The US government declassified Monday a new batch of documents shedding light on human rights abuses under Argentinas military dictatorship between 1975 and 1984.
The White House released about 500 newly declassified records, part of President Barack Obama's pledge to provide additional documents to help Argentina hold human rights abusers accountable.
Obama, on his March 2016 visit to Argentina, said that more documents would be declassified, following the 2002 release of more than 4,000 records.
Those documents showed US officials had encouraged the Argentine junta's purge of leftists.
For the first time, the US this year included military and intelligence records as requested by Argentine President Mauricio Macri and human rights groups.
The initial set and the second set of 500 records are available to the public at www.icontherecord.tumblr.com, the White House said in a statement.

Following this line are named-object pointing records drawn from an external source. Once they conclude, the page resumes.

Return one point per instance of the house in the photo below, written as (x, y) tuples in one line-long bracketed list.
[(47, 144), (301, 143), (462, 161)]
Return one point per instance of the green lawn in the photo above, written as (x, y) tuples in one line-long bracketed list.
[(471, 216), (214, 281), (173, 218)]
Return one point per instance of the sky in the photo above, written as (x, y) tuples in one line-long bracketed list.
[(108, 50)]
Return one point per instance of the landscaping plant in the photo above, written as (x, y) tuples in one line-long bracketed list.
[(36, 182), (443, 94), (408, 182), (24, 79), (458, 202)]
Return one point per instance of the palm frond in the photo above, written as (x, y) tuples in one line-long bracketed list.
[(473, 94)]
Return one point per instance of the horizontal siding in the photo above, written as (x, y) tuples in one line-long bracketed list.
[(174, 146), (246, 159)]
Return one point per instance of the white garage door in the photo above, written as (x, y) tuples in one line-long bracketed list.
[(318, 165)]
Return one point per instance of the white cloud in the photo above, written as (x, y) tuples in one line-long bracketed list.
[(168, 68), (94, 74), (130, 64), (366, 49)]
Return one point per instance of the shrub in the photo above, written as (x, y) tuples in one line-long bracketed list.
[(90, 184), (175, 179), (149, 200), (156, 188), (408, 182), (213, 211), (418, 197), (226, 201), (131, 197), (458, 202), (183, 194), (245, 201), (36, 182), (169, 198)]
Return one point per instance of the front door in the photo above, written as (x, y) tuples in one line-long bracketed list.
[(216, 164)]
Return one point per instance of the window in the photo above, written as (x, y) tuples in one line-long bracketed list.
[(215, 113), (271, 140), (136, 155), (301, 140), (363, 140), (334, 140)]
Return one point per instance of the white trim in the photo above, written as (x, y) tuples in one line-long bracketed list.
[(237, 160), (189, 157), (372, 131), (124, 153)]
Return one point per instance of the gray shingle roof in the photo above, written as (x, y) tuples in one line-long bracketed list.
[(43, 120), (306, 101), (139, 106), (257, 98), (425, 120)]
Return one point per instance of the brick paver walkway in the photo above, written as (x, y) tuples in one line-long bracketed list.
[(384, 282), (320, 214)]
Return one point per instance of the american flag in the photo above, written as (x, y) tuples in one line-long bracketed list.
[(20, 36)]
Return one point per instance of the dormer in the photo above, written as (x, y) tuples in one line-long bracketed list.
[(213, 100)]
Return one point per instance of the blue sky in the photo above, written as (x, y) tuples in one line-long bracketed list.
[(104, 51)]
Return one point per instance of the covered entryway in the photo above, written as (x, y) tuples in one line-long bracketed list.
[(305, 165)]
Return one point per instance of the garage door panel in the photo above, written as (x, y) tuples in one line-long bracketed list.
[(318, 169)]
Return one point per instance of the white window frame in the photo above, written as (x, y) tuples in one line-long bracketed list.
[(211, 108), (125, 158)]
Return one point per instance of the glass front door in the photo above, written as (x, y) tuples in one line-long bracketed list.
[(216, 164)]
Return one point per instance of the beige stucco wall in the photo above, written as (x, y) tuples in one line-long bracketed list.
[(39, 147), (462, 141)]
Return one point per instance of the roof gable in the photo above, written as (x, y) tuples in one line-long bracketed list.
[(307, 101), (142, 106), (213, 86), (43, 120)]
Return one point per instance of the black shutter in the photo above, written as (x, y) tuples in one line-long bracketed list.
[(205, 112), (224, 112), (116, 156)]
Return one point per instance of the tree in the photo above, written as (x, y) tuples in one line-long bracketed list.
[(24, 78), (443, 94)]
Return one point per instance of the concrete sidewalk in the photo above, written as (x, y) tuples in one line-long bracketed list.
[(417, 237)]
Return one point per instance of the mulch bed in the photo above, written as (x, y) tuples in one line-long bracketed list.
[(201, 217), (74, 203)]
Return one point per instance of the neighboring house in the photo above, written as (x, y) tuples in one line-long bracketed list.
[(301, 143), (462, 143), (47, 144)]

"The declassification project represents a historic effort by US Government agencies and departments to search, identify, review for public access, and provide records that shed light on human rights abuses in Argentina between 1975 and 1984," the Obama administration said.
"These newly declassified records represent a continued commitment by the United States to promote justice and reconciliation in Argentina, to underscore the importance of transparency, and to highlight our shared commitment to human rights," it said.
"These records represent the second step in a lengthy and ambitious declassification process."
Obama's trip to Argentina last March was the first bilateral visit by a US president there since Bill Clinton in 1997.
Obama praised Macri for the economic reforms since he took office in December 2015 after 12 years of leftist rule by the late Nestor Kirchner and his wife Cristina.